Naturegenic’s pipeline focuses on addressing Smith-Lemli-Opitz syndrome, a condition stemming from the hereditary inactivation of 7-dehydrocholesterol reductase, a protein responsible for the final step in cholesterol biosynthesis. With over 160 documented mutations across 8 exons of this gene, attempting to correct each mutation using CRISPR prime editors or base editors is not a practical approach. Instead, our strategy involves introducing a new functional gene copy into the gene locus to replace the defective gene.
Named CRISPR SEL ONLI, which stands for CRISPR Sticky Ends Ligation for ONe Locus Integration, our method leverages the unique attributes of the Cas12a genome editing system. This enables precise cutting of the gene locus followed by replacement with a functional gene copy. Our approach encompasses two treatment versions: mRNA treatment and engineered hematopoietic stem cell (HSC) treatment.
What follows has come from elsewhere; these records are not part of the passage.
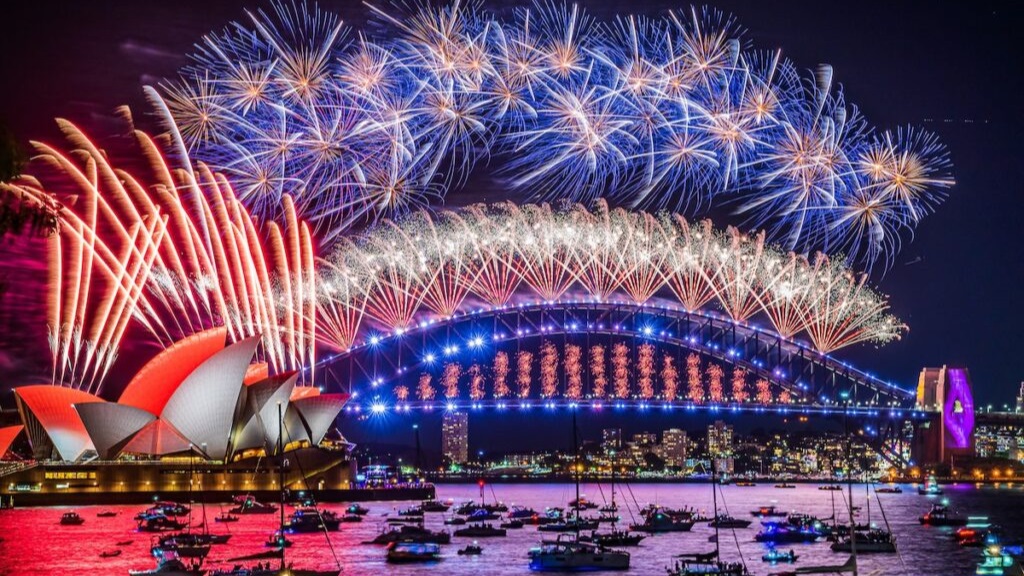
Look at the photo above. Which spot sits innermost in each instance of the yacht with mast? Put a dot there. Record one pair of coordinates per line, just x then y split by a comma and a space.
569, 552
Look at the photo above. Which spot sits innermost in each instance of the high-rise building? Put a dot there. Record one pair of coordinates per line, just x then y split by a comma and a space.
455, 437
720, 447
674, 448
611, 440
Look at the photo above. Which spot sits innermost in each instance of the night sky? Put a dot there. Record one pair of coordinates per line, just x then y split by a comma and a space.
951, 68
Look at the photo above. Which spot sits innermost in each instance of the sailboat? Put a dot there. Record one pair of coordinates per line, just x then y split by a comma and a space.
568, 553
265, 569
709, 564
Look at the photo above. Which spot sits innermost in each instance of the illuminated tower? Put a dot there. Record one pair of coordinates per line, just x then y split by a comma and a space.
947, 392
455, 437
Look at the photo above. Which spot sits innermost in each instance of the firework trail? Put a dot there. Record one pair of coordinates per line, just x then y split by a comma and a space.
400, 272
675, 112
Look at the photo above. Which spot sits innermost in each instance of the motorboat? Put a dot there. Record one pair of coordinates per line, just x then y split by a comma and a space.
304, 521
940, 516
249, 505
775, 557
411, 534
768, 511
434, 506
159, 523
404, 552
662, 522
278, 540
72, 519
480, 530
706, 565
520, 512
931, 488
724, 521
786, 533
171, 567
614, 538
569, 554
356, 509
889, 490
871, 541
179, 548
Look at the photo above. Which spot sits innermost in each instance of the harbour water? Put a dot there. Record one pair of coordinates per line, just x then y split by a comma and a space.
33, 542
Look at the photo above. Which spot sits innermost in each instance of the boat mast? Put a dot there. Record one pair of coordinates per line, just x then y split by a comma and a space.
576, 472
281, 477
714, 500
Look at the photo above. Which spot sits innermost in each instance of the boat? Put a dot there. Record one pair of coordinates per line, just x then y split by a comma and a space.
480, 530
940, 516
775, 557
404, 552
434, 506
411, 534
768, 511
179, 547
931, 488
706, 565
72, 519
307, 520
871, 541
662, 522
724, 521
520, 512
278, 540
284, 569
570, 554
159, 523
356, 509
171, 567
786, 533
614, 538
249, 505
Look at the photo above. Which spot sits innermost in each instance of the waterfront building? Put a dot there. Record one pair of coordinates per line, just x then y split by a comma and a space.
455, 437
673, 448
720, 447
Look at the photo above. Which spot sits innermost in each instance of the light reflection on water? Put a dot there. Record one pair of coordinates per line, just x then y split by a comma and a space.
35, 543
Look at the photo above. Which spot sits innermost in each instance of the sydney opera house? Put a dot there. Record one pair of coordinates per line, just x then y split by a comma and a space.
201, 414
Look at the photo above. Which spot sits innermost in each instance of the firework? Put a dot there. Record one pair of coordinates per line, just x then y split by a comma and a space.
621, 370
598, 372
549, 370
668, 113
501, 372
715, 374
739, 384
429, 264
694, 387
172, 251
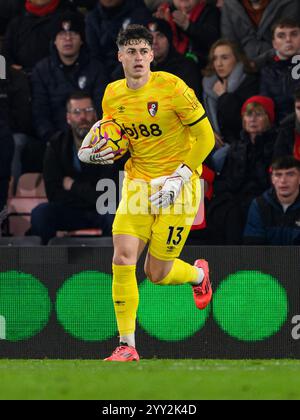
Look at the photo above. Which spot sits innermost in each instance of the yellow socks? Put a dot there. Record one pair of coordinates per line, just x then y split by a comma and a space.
181, 273
125, 298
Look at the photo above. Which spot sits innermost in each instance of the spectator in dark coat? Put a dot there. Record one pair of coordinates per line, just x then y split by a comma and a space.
288, 140
154, 4
104, 23
277, 80
27, 39
249, 23
8, 10
196, 26
274, 217
68, 68
246, 171
229, 81
6, 155
166, 58
70, 184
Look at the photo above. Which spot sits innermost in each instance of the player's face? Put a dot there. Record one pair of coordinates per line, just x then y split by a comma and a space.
68, 43
136, 58
286, 182
160, 46
287, 41
224, 61
81, 116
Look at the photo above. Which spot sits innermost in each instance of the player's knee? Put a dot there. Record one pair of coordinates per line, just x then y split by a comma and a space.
123, 258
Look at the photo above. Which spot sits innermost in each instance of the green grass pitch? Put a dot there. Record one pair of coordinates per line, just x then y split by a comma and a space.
149, 379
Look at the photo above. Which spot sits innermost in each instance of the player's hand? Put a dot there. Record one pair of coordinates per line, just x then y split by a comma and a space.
94, 154
170, 187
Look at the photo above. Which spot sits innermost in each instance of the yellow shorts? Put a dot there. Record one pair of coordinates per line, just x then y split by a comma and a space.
166, 230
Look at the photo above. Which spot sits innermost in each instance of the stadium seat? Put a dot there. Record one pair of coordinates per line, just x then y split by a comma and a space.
29, 194
84, 242
19, 213
31, 185
21, 241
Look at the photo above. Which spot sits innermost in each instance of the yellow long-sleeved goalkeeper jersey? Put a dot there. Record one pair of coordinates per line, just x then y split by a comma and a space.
157, 119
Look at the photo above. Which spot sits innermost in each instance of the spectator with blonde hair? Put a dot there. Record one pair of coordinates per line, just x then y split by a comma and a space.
229, 81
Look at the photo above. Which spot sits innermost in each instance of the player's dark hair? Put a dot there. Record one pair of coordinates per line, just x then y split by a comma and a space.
132, 34
80, 94
285, 162
285, 23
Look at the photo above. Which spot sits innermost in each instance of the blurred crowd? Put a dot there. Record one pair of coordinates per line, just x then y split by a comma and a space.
242, 58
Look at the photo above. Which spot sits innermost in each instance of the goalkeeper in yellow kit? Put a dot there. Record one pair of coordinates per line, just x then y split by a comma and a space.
170, 136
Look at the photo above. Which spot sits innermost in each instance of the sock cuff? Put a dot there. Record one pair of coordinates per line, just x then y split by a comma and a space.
123, 269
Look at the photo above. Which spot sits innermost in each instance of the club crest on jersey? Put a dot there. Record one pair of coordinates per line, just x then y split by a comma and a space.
152, 108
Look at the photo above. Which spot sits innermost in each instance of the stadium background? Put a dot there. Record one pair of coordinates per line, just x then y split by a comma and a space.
56, 303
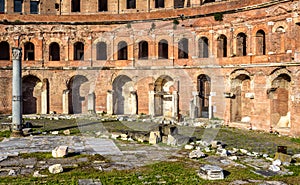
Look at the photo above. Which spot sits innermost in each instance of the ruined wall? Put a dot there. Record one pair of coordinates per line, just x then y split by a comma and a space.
270, 50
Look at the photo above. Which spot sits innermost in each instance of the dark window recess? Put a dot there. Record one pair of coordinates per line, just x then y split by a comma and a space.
159, 3
101, 51
131, 4
163, 49
102, 5
29, 51
18, 5
122, 51
34, 7
54, 52
75, 6
78, 51
2, 6
183, 49
4, 51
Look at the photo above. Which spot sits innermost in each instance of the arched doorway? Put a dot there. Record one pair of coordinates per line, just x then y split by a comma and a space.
204, 88
279, 97
35, 95
77, 94
164, 100
124, 96
240, 104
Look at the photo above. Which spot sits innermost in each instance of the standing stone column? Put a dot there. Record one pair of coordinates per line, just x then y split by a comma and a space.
151, 103
65, 100
133, 96
17, 92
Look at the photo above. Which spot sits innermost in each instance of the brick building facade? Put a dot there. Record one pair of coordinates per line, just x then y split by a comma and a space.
234, 60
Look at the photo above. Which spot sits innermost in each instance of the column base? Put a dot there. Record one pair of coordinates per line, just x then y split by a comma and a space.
17, 133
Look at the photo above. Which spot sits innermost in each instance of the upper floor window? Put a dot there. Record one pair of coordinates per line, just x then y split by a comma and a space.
131, 4
203, 47
4, 50
260, 42
101, 51
75, 6
78, 51
29, 51
143, 50
241, 45
102, 5
122, 50
159, 3
222, 46
34, 7
18, 5
54, 52
163, 49
2, 6
183, 49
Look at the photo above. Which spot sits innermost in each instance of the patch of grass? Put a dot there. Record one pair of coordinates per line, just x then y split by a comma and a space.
296, 140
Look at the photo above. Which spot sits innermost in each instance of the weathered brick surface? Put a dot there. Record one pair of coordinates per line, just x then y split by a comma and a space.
254, 73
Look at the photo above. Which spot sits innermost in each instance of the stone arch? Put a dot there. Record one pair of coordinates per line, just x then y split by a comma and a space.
203, 89
222, 46
124, 96
77, 93
240, 103
279, 100
35, 94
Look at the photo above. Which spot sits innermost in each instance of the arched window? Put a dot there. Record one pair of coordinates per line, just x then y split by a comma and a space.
54, 52
159, 3
143, 50
122, 50
163, 49
75, 7
101, 51
241, 45
102, 5
222, 46
203, 47
4, 50
28, 51
131, 4
260, 42
2, 6
278, 40
78, 51
183, 48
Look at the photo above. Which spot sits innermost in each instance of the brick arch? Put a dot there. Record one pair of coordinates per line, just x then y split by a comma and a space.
234, 74
275, 73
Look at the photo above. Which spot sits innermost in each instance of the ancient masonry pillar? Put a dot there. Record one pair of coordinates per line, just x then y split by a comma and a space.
175, 104
91, 103
66, 101
210, 107
151, 103
133, 97
17, 92
109, 102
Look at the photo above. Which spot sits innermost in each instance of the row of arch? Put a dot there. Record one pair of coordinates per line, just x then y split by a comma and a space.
143, 48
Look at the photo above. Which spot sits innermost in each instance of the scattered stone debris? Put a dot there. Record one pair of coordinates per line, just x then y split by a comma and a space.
89, 182
210, 172
196, 154
56, 168
60, 151
37, 174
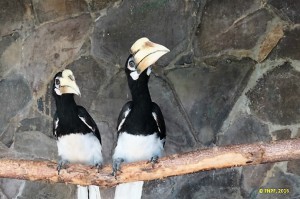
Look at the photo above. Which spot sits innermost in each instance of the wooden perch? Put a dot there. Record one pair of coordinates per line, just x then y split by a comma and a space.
178, 164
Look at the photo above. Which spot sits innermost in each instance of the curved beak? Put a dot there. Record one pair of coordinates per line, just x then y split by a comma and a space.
146, 53
68, 84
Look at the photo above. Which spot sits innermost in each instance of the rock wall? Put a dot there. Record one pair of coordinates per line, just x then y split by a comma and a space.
232, 76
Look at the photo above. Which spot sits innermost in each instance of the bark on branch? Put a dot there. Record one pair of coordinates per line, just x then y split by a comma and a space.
178, 164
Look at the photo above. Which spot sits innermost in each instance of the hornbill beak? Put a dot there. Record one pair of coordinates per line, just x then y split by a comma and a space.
146, 53
68, 83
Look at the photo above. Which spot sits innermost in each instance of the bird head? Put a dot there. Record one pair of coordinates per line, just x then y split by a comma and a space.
144, 53
64, 83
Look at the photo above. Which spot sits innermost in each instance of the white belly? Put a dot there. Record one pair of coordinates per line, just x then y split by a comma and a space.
79, 148
133, 148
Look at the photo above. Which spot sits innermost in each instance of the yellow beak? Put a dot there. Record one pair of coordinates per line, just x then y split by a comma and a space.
146, 53
68, 84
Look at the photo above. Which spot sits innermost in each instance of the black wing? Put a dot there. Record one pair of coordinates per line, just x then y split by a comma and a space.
123, 114
88, 121
55, 124
159, 118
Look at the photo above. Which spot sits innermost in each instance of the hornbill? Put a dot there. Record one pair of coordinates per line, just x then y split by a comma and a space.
141, 127
78, 137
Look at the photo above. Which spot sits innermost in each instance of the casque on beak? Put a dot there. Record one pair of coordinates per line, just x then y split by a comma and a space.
146, 53
68, 84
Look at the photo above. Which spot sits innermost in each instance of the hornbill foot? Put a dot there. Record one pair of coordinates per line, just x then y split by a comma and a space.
61, 165
117, 166
153, 160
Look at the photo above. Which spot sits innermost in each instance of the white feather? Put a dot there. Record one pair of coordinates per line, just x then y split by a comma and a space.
133, 148
55, 126
149, 71
94, 192
80, 148
155, 118
83, 120
123, 120
82, 192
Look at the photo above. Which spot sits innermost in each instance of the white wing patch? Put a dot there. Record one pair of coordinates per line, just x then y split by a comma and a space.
123, 120
133, 148
83, 119
134, 75
155, 118
149, 71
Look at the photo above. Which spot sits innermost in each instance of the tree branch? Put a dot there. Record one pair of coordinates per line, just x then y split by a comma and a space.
178, 164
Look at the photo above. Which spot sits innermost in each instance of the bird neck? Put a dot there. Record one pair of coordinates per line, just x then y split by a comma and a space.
65, 105
141, 95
The first approach involves using lipid nanoparticle (LNP) encapsulated mRNA, which is administered intravenously. This mRNA eventually reaches liver cells where it replaces the faulty enzyme variant, initiating the conversion of toxic 7-dehydrocholesterol into cholesterol. In the second approach, we engineer the patient’s own hematopoietic stem cells (HSCs) using the CRISPR SEL ONLI technology. These modified HSCs are then amplified and reintroduced into the patient. As the engineered HSCs generate functional blood cells, they reach brain tissues that accumulate excessive 7-DHC levels, catalyzing the conversion to cholesterol.
Our initial focus is on manufacturing the first mRNA drug under Good Manufacturing Practices (GMP) and launching preclinical studies. Simultaneously, for the engineered HSC treatment, we are enhancing the efficiency of gene replacement. Once we achieve a replacement efficiency of up to 60% within a year, we will initiate pre-clinical studies for this second treatment approach.